Broome Street looking east.
Broome Street helps to relieve Canal Street with cross-town traffic.
Since Broome Street is not very wide to begin with, the street experiences
a lot of traffic congestion. Moses believed the LOMEX would aid with
the movement of local traffic. From nycroads.com: "The removal of
through passenger and commercial traffic from the local streets would in
itself provide much needed relief for local and short trip movements.
In addition, surface improvements would be provided as a part of the expressway
program with the result that additional capacity would be available for
local traffic (from the 1955 Joint Study of Arterial Facilities)."
Broome Street, looking west.
Broome Street and Centre Street, looking south at Centre Street. The LOMEX would take on a different appearance from this point on. From nycroads.com: "Near Centre Street, the outer lanes of the highway would descend and pass under Elizabeth Street, continuing eastward in an open-walled cut to the Williamsburg Bridge Plaza. All streets except Mulberry and Mott would be carried across bridges over the depressed highway."
This particular section of the Brooklyn-Queens Expressway, located in the neighborhood of Red Hook, gives us a good indication of what the depressed highway would look like. The open-walled highway cut for the LOMEX was to transverse the neighborhoods of Little Italy, Chinatown, and the Lower East Side.
Approaching the corner of Broome and Mulberry Streets.
According to the LOMEX highway plans, the neighborhoods of Little Italy and Chinatown would have been divided in to two, since engineers did not allow Mulberry Street and Mott Street to have a through-connection that would have traversed the expressway. Dividing the neighborhoods would not have been a good thing for the communities involved.

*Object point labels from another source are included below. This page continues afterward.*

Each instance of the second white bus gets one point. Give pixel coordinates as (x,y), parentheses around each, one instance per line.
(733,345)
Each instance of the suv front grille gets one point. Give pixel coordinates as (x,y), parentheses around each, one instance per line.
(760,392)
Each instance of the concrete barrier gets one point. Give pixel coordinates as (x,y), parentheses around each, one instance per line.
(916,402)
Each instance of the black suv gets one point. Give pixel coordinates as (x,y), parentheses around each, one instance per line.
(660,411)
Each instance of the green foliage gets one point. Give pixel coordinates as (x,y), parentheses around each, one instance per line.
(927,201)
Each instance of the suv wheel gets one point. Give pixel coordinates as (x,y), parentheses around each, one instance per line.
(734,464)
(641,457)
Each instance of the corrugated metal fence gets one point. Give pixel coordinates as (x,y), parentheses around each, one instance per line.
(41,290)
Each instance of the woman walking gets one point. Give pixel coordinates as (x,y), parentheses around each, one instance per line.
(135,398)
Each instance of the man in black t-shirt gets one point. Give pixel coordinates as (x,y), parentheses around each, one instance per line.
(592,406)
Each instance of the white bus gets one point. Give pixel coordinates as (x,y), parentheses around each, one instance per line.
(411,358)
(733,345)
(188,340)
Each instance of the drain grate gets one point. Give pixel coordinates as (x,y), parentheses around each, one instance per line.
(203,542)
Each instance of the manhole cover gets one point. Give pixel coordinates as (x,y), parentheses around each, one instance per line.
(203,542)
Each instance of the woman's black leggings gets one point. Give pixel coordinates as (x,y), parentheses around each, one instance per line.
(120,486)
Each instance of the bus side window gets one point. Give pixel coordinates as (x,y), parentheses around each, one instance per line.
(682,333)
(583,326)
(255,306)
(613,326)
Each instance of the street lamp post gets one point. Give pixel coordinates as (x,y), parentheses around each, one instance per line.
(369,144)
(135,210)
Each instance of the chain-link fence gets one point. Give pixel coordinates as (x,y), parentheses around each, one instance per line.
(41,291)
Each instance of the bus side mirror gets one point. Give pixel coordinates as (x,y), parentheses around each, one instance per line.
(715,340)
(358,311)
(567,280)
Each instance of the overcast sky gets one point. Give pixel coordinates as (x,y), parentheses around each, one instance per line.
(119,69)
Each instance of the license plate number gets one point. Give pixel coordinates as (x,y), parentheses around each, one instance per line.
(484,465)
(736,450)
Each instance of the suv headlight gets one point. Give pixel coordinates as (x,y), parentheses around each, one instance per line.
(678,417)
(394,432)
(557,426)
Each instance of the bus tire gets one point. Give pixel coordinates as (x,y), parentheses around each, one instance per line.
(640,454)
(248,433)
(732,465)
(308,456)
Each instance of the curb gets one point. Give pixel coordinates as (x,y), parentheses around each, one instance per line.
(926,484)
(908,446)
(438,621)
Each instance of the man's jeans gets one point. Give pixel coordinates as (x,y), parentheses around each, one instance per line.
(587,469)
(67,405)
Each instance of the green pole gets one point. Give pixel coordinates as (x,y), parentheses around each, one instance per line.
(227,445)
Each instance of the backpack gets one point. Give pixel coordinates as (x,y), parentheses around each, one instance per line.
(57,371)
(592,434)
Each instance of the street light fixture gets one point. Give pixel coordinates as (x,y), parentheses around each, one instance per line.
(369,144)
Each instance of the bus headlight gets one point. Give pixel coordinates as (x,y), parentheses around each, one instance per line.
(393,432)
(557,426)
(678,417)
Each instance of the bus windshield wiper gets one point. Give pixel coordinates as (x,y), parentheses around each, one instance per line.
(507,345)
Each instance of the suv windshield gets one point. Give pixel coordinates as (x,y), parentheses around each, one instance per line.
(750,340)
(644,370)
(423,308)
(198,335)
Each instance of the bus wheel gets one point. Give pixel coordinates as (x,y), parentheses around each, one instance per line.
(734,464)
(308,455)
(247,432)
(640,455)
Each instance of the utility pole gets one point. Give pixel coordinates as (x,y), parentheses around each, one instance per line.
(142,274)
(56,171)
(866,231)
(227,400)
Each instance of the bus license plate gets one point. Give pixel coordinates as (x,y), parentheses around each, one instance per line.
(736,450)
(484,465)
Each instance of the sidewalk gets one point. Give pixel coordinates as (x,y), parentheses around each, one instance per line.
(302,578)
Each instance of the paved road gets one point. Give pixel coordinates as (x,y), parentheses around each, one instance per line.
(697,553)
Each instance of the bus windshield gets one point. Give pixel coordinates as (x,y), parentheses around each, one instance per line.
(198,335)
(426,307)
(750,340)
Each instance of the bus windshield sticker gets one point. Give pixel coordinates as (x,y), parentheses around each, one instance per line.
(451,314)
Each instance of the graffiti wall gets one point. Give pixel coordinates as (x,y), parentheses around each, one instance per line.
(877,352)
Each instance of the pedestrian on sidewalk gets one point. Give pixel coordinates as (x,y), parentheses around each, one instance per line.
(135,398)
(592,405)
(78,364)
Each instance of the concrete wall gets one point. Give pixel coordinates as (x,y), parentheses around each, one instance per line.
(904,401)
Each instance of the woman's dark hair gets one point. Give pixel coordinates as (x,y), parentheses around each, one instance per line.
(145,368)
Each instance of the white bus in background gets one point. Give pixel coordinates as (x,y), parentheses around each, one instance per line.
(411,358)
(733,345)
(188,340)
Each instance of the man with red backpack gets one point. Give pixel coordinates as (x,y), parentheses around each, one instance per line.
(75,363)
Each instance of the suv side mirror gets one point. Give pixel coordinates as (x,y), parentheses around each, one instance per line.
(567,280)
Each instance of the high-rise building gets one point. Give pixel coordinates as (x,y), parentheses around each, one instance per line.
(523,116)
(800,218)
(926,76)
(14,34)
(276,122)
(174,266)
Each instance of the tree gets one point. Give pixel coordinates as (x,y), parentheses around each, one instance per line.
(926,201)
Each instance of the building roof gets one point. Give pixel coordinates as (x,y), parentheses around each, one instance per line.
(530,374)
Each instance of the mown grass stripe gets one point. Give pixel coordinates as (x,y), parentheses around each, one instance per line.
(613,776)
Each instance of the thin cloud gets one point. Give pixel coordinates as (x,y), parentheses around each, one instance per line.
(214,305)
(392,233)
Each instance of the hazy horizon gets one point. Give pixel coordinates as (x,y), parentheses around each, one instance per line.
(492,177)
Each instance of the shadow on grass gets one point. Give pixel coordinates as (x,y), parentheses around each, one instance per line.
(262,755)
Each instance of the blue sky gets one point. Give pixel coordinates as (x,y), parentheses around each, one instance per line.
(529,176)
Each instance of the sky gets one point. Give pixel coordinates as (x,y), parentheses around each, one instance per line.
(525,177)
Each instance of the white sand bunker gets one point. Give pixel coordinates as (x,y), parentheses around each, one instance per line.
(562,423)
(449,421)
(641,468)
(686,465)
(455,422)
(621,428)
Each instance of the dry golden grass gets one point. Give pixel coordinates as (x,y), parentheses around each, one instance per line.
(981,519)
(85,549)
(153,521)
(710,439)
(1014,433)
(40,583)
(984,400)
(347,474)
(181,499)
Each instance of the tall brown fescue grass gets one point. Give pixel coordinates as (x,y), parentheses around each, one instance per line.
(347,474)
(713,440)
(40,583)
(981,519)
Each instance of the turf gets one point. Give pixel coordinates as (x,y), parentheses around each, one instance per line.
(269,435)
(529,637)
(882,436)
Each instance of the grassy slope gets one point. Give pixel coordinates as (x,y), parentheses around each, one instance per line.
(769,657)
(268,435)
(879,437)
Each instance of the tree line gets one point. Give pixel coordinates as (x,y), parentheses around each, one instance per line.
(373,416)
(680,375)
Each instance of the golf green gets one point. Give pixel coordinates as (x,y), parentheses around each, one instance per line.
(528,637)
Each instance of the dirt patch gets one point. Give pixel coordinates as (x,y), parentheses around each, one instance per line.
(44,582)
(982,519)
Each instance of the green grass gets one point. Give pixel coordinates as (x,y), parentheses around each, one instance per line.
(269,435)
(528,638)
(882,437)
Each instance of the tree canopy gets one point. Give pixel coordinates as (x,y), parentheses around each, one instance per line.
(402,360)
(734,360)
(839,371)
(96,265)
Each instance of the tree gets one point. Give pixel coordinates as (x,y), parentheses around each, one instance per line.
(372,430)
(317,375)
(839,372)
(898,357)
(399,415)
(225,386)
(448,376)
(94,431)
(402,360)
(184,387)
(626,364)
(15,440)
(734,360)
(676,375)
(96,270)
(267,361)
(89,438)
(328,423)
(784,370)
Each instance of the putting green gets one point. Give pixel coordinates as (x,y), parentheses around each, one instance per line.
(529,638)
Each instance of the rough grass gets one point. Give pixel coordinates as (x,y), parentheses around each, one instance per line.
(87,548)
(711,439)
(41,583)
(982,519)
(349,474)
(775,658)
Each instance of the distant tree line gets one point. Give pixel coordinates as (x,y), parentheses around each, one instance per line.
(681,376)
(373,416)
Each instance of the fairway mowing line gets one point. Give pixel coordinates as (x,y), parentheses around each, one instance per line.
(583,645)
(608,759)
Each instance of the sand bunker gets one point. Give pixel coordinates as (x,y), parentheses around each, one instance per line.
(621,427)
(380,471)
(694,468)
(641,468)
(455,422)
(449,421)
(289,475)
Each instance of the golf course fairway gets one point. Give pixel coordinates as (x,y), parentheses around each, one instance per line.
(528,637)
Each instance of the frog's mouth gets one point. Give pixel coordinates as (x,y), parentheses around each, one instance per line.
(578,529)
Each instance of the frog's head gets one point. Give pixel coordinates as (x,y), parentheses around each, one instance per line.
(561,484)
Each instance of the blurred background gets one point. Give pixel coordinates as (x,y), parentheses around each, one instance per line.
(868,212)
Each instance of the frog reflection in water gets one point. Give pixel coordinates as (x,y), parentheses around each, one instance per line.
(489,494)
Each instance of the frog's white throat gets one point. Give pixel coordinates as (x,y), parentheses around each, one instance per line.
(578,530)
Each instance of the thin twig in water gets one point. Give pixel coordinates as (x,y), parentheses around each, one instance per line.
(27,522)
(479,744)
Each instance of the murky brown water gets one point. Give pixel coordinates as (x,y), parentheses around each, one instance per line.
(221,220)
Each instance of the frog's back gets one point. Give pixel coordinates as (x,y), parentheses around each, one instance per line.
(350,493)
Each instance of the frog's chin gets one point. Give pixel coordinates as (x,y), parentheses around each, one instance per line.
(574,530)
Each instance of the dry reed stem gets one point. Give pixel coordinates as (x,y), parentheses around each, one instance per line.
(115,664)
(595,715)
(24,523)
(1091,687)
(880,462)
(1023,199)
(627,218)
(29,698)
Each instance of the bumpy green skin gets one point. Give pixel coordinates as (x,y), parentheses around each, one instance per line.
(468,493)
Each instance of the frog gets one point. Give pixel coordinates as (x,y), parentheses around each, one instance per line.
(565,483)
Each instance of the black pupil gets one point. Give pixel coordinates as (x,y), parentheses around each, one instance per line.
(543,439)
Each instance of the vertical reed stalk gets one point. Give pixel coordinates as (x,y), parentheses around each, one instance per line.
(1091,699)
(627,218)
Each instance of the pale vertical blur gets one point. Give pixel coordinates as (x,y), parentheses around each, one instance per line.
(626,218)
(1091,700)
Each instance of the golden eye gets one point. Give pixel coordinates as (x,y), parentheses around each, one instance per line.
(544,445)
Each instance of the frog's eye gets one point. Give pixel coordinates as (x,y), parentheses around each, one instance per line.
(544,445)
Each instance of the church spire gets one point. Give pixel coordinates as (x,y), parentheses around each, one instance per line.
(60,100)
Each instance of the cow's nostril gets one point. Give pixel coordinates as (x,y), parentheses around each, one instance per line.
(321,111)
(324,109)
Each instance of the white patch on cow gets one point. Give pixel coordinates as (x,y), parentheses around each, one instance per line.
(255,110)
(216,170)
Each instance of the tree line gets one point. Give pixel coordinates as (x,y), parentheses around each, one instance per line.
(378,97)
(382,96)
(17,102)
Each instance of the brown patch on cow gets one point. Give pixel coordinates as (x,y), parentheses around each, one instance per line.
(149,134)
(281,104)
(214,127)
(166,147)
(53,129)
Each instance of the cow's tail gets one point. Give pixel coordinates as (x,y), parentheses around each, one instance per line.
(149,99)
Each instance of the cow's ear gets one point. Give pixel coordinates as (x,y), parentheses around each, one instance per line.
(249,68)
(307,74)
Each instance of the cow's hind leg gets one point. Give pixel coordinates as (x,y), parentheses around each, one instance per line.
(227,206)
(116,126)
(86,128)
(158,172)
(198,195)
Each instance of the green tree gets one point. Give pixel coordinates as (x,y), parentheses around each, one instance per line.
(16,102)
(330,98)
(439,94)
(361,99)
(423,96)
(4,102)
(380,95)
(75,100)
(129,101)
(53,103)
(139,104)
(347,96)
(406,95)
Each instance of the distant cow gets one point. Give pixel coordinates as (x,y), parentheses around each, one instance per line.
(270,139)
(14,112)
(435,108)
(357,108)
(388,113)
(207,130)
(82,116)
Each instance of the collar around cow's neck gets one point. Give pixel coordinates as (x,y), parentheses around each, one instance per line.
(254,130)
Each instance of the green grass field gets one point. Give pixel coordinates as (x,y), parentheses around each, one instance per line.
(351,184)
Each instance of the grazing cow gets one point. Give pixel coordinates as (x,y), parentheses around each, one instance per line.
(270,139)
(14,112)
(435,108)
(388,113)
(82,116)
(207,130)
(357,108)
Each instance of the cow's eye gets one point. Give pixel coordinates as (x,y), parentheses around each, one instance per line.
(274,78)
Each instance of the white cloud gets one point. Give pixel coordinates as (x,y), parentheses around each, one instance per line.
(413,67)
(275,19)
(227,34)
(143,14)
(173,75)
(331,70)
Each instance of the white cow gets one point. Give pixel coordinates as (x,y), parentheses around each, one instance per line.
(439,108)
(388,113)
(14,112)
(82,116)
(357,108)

Notice how Broome Street is now only a two-lane thoroughfare at this
Here is what happens when a depressed highway cuts across a neighborhood and there isn't a bridge to provide access to the other side of the street. Warren Street in Red Hook Brooklyn is split in to two because a bridge was not built in order to traverse the trenched section of the Brooklyn-Queens Expressway. Mulberry and Mott Streets would have suffered the same fate had the LOMEX been built.